Here it seems that some of the examples in the doc aren’t reflected in the test, mlir/test/Examples/transform/Ch1/
contains the running examples (and we should make sure all of the code samples from the doc are there).
I tried the command listed in tutorial Ch1 and something went wrong.
Chaining Transformations with Handles
the mlir as below:
transform.sequence failures(propagate) {
^bb0(%arg0: !transform.any_op,
%arg1: !transform.op<"linalg.matmul">,
%arg2: !transform.op<"linalg.elemwise_binary">):
// Since the %arg2 handle is associated with both elementwise operations,
// we need to split it into two handles so we can target only the second
// elementwise operation.
%add, %max = transform.split_handle %arg2
: (!transform.op<"linalg.elemwise_binary">)
-> (!transform.any_op, !transform.any_op)

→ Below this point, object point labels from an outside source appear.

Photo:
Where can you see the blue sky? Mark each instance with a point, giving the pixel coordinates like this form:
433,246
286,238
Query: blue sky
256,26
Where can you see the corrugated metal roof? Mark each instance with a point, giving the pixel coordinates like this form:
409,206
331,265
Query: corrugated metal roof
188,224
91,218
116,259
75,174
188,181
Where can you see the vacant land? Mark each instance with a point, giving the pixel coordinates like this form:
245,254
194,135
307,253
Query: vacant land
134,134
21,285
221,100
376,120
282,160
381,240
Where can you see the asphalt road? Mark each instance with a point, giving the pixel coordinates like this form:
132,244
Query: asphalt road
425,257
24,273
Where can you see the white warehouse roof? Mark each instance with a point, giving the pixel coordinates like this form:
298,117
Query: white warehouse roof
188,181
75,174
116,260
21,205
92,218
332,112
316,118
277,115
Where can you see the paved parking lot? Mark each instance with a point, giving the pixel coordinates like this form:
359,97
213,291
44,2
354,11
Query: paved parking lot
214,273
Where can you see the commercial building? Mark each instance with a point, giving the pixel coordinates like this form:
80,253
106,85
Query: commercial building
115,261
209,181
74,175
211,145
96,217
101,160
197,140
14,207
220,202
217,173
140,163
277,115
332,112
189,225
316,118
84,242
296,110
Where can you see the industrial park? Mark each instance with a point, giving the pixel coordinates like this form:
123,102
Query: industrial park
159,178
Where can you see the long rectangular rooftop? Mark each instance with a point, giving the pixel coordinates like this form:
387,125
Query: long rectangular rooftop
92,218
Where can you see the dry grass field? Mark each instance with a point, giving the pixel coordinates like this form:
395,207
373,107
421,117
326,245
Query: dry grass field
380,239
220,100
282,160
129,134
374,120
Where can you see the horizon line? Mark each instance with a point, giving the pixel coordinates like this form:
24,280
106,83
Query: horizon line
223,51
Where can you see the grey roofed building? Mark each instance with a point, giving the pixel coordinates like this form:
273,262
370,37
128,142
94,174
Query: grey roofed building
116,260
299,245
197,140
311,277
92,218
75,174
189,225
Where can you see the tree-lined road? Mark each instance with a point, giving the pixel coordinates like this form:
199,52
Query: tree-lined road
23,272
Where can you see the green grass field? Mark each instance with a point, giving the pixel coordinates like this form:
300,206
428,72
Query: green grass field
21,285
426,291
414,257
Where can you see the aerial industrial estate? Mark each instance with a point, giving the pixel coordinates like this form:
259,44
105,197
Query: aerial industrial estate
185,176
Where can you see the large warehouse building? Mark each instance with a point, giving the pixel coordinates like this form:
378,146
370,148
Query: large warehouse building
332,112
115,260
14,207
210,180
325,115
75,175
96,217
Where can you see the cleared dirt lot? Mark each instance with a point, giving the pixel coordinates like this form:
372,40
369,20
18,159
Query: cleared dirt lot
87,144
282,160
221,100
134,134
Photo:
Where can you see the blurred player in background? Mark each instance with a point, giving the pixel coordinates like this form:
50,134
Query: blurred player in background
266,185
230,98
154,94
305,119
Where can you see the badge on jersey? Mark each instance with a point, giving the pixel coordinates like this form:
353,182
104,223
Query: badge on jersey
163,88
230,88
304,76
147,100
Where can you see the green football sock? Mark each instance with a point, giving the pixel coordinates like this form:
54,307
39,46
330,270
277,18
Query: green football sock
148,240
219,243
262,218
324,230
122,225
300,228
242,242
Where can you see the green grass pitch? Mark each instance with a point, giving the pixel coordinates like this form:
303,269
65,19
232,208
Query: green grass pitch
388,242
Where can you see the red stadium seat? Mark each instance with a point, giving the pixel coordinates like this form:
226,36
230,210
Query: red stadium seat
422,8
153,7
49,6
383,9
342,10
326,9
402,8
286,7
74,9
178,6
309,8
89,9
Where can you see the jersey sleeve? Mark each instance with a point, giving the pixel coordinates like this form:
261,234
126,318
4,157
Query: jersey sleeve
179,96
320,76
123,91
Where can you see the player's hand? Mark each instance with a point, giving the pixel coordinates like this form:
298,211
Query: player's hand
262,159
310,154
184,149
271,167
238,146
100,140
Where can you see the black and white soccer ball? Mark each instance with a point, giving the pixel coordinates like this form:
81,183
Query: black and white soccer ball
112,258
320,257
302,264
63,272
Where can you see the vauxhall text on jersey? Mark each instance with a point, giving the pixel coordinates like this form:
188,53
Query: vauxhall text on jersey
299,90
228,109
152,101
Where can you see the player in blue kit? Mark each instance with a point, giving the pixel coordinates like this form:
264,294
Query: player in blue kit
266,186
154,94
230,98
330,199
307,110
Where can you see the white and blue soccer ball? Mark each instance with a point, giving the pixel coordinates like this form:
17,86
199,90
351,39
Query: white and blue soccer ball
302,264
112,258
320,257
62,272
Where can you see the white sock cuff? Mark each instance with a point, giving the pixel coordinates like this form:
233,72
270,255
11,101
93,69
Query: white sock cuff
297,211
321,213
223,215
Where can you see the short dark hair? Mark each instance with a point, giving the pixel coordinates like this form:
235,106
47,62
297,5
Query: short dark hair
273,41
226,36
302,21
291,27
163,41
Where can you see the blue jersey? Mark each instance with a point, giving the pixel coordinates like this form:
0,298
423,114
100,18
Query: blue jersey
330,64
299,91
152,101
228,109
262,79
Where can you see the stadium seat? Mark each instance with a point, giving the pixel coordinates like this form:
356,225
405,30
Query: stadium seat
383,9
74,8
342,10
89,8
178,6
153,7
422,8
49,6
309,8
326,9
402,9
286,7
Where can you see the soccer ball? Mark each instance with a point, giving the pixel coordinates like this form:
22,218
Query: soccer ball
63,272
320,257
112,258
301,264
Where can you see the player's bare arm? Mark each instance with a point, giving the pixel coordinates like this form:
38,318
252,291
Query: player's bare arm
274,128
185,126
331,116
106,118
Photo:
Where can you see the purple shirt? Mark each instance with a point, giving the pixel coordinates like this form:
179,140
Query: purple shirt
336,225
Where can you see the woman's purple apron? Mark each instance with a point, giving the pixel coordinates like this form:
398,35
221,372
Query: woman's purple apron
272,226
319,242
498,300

// The actual tiling transformation takes tile sizes as attributes. It produces a
// handle to the loop generated during tiling.

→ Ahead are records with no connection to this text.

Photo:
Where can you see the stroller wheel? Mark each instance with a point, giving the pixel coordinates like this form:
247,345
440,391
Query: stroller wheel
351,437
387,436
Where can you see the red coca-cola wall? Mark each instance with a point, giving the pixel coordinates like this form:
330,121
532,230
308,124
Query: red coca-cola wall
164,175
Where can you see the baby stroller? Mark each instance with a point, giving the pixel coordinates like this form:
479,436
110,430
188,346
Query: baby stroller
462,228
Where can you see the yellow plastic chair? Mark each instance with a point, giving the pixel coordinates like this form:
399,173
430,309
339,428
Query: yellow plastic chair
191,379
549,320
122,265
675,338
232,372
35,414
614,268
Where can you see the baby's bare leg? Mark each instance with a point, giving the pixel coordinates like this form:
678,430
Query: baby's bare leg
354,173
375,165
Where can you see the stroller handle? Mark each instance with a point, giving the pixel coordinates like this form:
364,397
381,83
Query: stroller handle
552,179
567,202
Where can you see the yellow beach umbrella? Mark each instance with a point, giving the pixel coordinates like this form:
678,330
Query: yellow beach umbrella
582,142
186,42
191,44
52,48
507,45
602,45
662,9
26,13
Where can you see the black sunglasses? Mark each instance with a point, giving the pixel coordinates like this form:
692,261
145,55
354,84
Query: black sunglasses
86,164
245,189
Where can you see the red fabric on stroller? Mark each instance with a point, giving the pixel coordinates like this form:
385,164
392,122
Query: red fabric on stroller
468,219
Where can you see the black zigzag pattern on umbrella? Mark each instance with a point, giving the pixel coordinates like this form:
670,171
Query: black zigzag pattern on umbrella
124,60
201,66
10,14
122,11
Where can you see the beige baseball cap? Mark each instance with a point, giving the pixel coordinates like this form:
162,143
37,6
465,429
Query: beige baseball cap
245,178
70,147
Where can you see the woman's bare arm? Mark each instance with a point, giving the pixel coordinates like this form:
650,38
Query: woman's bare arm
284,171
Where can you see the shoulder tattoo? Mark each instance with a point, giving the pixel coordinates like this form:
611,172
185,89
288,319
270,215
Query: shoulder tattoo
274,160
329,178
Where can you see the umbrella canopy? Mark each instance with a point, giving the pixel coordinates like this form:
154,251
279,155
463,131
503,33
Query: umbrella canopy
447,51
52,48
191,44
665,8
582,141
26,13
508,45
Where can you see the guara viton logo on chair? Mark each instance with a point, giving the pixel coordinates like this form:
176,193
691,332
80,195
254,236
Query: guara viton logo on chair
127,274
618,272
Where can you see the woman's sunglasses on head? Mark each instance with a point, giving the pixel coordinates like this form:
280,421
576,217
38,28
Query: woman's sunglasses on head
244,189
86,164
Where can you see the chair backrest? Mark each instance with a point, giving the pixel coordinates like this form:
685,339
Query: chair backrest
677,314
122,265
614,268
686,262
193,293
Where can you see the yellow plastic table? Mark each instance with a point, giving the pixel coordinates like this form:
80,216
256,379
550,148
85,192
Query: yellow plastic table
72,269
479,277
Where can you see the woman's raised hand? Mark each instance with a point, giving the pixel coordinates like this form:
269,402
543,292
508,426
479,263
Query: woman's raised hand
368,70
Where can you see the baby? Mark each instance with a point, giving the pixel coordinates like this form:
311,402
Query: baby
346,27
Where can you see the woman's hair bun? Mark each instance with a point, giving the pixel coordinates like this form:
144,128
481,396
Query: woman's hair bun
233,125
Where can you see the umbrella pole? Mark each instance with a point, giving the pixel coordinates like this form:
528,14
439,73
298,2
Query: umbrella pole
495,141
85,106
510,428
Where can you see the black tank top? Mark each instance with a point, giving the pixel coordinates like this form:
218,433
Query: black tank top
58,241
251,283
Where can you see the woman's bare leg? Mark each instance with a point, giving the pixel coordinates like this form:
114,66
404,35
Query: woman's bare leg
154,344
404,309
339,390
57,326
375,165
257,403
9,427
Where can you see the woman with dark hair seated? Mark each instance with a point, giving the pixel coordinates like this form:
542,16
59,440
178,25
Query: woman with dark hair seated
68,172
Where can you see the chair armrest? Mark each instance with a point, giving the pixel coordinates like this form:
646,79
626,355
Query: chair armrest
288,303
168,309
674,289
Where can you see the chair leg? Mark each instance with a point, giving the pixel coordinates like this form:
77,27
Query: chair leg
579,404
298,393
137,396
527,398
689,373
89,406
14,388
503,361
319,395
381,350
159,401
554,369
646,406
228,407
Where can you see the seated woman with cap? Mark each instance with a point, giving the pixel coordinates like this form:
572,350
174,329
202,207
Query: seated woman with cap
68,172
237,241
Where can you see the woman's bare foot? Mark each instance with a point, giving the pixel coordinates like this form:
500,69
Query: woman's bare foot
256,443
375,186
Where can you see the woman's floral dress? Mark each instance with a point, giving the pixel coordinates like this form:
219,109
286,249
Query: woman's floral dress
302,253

%loop, %tiled = transform.structured.tile_to_forall_op %max tile_sizes [8, 32]
: (!transform.any_op) -> (!transform.any_op, !transform.any_op)
// We can now fuse the other operations into the loop. Here, we fuse
// operations one-by-one. This requires the operation that is being fused
// to define the value used within the loop, so the order of such fusions
// is important. We could also use "transform.merge_handles" to obtain
// a single handle to all operations and give it to `fuse_into_containing_op`
// that would take care of the ordering in this case.

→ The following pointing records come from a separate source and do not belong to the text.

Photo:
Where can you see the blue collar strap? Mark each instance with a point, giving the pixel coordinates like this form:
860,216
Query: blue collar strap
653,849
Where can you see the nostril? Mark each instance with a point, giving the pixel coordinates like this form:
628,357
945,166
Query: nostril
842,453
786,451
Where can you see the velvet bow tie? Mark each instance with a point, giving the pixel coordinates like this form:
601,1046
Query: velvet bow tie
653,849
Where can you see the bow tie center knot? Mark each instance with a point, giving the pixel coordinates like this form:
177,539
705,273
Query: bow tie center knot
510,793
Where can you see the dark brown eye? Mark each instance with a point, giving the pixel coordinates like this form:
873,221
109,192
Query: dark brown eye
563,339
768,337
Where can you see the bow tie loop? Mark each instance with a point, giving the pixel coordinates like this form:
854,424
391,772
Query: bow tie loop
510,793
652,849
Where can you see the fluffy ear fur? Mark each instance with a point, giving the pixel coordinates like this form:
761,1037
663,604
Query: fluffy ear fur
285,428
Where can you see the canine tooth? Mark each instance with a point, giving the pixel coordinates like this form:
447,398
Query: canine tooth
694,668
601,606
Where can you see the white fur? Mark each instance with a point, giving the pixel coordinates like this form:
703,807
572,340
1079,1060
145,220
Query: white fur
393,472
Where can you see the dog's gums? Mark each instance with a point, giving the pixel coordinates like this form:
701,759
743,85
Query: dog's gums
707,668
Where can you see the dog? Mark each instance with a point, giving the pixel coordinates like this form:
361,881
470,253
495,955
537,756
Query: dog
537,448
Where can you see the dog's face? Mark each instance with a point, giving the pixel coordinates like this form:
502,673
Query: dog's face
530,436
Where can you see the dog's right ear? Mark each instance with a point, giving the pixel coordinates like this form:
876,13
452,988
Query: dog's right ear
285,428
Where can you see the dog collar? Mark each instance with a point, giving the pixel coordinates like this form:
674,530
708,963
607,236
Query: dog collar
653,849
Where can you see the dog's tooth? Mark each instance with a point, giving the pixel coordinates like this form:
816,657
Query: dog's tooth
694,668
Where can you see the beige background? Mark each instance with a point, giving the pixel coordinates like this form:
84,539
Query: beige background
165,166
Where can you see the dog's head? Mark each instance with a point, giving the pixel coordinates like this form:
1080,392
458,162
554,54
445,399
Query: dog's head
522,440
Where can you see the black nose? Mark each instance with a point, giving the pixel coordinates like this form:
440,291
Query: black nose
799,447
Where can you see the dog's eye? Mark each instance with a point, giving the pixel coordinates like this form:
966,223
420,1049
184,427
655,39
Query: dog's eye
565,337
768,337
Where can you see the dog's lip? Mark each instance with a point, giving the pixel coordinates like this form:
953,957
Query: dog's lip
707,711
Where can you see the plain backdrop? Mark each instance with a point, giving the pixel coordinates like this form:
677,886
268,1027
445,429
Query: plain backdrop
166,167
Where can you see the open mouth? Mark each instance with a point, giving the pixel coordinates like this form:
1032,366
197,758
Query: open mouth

%add_fused = transform.structured.fuse_into_containing_op %add into %loop
: (!transform.any_op, !transform.any_op) -> !transform.any_op
%matmul_fused = transform.structured.fuse_into_containing_op %arg1 into %loop
: (!transform.op<"linalg.matmul">, !transform.any_op) -> !transform.any_op
transform.yield
}
I tried command as below:
mlir-opt matmul.mlir --pass-pipeline="
builtin.module(test-transform-dialect-interpreter{
bind-first-extra-to-ops=linalg.matmul
bind-second-extra-to-ops=linalg.elemwise_binary,
enable-expensive-checks})" > matmul_out.mlir
and it made the error:
matmul.mlir:49:16: error: 'transform.structured.fuse_into_containing_op' op expected 2 results
%add_fused = transform.structured.fuse_into_containing_op %add into %loop
^
matmul.mlir:49:16: note: see current operation: %2 = "transform.structured.fuse_into_containing_op"(%0#0, %1#0) : (!transform.any_op, !transform.any_op) -> !transform.any_op
the transform.structured.fuse_into_containing_op
in doc has only one returns while two returns exist in mlir/test/Examples/transform/Ch1/invalidation-2.mlir
.
I check the transform dialect which also said it has 2 results.